UNIT 5: Traumatic Emergencies

Outcomes: The student will gain an understanding and ability to provide basic life support to patients who have suffered a traumatic event. The student will demonstrate the ability to:

  • List the structure and function of the circulatory system.
  • Differentiate between arterial, venous and capillary bleeding.
  • State methods of emergency medical care of external bleeding.
  • Establish the relationship between body substance isolation and bleeding.
  • Establish the relationship between airway management and the trauma patient.
  • Establish the relationship between mechanism of injury and internal bleeding.
  • List the signs of internal bleeding.
  • List the steps in the emergency medical care of the patient with signs and symptoms of internal bleeding.
  • List signs and symptoms of shock (hypoperfusion).
  • State the steps in the emergency medical care of the patient with signs and symptoms of shock (hypoperfusion).
  • Explain the sense of urgency to transport patients that are bleeding and show signs of shock (hypoperfusion).
  • Demonstrate direct pressure as a method of emergency medical care of external bleeding.
  • Demonstrate the use of diffuse pressure as a method of emergency medical care of external bleeding.
  • Demonstrate the use of pressure points and tourniquets as a method of emergency medical care of external bleeding.
  • Demonstrate the care of the patient exhibiting signs and symptoms of internal bleeding.
  • Demonstrate the care of the patient exhibiting signs and symptoms of shock (hypoperfusion).
  • Demonstrate completing a prehospital care report for patient with bleeding and/or shock (hypoperfusion).
  • State the major functions of the skin.
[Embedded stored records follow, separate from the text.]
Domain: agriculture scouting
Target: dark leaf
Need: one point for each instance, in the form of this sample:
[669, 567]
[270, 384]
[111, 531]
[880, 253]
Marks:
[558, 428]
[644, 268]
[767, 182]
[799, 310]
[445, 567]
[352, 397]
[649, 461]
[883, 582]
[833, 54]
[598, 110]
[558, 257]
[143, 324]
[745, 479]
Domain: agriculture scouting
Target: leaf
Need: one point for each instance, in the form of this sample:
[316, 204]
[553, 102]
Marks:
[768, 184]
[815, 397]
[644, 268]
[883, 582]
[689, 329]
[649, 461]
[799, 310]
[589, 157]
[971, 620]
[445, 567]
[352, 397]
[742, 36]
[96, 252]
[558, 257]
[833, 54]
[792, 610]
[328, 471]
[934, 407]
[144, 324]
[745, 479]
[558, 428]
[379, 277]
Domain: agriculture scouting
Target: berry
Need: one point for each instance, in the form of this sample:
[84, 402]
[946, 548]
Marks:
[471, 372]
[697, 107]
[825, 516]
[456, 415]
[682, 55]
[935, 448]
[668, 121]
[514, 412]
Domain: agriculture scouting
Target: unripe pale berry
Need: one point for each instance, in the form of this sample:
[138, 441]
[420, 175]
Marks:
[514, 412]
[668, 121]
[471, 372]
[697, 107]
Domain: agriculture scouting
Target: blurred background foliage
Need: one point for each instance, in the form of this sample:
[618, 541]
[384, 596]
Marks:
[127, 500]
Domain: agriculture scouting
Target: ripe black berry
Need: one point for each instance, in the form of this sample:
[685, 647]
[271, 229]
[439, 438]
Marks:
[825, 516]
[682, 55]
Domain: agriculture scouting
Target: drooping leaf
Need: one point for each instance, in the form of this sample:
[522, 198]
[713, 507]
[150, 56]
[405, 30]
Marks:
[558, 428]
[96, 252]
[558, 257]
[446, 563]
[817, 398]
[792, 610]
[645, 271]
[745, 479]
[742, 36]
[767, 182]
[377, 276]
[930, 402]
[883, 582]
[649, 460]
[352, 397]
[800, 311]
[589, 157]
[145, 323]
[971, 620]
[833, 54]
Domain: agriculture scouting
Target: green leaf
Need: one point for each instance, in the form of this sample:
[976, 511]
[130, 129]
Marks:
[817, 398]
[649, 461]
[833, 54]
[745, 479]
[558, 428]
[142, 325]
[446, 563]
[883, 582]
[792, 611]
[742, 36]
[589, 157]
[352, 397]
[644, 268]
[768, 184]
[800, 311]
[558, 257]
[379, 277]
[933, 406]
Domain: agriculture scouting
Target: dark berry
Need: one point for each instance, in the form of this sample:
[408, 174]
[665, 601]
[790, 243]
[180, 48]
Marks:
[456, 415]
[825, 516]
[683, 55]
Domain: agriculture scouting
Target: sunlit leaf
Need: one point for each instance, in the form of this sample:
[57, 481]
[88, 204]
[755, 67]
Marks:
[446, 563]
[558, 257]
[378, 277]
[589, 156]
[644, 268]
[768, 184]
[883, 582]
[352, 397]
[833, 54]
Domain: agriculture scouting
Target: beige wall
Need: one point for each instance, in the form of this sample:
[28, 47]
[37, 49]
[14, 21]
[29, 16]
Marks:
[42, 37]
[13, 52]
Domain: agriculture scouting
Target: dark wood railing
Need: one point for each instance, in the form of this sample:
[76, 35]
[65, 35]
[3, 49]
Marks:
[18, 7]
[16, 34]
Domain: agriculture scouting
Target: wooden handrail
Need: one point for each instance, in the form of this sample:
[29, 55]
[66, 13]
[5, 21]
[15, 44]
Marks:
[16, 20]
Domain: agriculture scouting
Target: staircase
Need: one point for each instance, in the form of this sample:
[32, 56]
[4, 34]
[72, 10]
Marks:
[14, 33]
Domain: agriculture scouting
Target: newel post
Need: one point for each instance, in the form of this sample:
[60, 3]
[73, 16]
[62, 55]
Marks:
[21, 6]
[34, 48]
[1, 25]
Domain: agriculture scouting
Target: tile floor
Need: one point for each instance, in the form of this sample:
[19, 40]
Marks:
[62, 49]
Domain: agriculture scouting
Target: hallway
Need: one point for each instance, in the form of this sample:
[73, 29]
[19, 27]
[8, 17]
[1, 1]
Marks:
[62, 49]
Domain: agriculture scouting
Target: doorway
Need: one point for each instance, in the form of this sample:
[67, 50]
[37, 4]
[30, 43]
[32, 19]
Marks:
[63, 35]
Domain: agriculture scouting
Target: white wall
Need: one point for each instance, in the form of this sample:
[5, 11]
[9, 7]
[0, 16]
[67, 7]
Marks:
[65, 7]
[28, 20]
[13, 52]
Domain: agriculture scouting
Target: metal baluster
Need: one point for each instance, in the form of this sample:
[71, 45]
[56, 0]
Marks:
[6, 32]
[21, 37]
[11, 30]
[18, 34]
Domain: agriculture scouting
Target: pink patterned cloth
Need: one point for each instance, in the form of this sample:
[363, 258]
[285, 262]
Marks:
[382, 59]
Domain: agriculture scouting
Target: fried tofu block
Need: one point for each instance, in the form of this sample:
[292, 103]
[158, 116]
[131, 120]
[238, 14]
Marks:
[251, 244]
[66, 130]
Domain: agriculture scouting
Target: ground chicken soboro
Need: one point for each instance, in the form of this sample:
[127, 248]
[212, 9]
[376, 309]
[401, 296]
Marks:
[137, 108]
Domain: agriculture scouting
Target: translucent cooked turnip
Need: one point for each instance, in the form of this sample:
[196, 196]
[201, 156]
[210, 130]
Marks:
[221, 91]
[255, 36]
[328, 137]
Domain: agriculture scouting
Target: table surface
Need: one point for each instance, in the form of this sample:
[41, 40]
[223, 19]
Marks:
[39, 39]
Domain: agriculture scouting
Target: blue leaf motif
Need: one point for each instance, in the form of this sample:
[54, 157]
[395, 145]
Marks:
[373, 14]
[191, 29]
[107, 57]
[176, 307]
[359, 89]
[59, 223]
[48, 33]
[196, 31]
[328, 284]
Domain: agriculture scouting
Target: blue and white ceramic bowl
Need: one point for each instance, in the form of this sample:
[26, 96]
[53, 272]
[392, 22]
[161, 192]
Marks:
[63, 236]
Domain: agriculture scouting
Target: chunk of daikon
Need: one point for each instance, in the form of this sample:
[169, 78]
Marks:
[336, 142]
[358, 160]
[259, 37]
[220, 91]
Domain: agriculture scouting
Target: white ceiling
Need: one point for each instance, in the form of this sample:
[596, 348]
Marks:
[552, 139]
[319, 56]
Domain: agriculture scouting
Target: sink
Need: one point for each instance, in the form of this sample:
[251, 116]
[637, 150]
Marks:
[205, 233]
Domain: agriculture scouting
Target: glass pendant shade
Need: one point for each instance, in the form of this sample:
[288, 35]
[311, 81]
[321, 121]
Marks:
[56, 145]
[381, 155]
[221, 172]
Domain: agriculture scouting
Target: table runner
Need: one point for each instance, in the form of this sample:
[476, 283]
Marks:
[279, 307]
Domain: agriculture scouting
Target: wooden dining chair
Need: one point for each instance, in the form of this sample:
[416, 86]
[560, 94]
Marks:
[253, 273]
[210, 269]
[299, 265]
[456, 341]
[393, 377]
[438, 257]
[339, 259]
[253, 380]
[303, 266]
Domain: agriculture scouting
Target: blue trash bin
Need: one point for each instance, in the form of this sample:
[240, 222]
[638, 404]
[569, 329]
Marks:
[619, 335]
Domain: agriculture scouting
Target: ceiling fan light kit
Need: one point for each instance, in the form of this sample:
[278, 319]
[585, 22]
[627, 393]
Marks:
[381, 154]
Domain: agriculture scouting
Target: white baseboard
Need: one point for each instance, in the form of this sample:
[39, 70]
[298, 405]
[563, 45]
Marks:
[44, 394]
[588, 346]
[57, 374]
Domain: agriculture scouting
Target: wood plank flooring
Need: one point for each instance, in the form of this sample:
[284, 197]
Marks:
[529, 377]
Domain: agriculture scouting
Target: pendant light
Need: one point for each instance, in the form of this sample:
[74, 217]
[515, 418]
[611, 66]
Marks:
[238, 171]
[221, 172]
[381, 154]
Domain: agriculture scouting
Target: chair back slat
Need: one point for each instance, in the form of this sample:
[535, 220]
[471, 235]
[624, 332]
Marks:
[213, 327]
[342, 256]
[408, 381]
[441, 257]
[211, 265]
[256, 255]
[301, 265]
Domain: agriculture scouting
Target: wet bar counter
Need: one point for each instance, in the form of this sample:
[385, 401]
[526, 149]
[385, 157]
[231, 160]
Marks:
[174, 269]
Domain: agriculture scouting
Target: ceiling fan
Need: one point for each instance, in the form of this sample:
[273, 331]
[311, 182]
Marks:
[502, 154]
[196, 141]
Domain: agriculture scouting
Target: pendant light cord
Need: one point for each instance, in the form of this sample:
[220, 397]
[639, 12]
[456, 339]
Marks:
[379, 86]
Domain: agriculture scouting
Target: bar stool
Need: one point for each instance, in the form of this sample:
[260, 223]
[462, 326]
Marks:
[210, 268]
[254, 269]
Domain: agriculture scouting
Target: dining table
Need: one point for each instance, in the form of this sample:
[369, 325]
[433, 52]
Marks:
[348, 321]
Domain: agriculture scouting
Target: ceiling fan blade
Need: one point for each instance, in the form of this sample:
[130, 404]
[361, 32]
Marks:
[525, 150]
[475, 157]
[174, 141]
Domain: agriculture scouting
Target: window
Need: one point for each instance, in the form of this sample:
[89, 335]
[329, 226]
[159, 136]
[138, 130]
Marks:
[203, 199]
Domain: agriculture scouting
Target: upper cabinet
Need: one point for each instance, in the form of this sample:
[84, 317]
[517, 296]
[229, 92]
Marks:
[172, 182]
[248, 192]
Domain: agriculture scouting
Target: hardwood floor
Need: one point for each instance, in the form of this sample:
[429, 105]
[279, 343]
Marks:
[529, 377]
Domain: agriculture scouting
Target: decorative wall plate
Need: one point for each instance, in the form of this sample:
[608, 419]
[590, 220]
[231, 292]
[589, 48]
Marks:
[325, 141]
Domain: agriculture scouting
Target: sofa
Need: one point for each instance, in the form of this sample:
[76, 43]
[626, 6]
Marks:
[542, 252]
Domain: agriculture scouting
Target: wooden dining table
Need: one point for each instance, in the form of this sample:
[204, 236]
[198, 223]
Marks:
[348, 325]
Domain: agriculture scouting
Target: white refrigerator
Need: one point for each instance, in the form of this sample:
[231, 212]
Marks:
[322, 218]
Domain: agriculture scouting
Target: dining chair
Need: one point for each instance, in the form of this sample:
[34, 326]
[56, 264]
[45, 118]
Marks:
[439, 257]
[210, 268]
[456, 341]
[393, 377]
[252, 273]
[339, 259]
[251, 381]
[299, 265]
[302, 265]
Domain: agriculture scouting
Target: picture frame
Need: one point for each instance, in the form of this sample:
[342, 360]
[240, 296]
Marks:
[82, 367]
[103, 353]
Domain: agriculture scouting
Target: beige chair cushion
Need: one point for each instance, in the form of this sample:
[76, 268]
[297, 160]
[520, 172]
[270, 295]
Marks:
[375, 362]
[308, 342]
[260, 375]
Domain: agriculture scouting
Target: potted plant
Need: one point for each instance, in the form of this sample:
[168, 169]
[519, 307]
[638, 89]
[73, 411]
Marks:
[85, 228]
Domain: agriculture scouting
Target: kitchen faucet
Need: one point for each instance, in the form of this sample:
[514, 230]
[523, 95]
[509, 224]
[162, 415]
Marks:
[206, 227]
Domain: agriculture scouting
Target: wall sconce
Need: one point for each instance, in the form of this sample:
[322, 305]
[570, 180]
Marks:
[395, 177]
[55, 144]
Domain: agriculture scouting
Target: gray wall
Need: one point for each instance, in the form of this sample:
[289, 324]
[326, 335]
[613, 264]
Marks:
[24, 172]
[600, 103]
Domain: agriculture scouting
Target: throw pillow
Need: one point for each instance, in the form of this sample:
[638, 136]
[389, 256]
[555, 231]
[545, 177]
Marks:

  • List the layers of the skin.
  • Establish the relationship between body substance isolation (BSI) and soft tissue injuries.
  • List the types of closed soft tissue injuries.
  • Describe the emergency medical care of the patient with a closed soft tissue injury.
  • State the types of open soft tissue injuries.
  • Describe the emergency medical care of the patient with an open soft tissue injury.
  • Discuss the emergency medical care considerations for a patient with a penetrating chest injury.
  • State the emergency medical care considerations for a patient with an open wound to the abdomen.
  • Differentiate the care of an open wound to the chest from an open wound to the abdomen.
  • List the classifications of burns.
  • Define superficial burn.
  • List the characteristics of a superficial burn.
  • Define partial thickness burn.
  • List the characteristics of a partial thickness burn.
  • Define full thickness burn.
  • List the characteristics of a full thickness burn.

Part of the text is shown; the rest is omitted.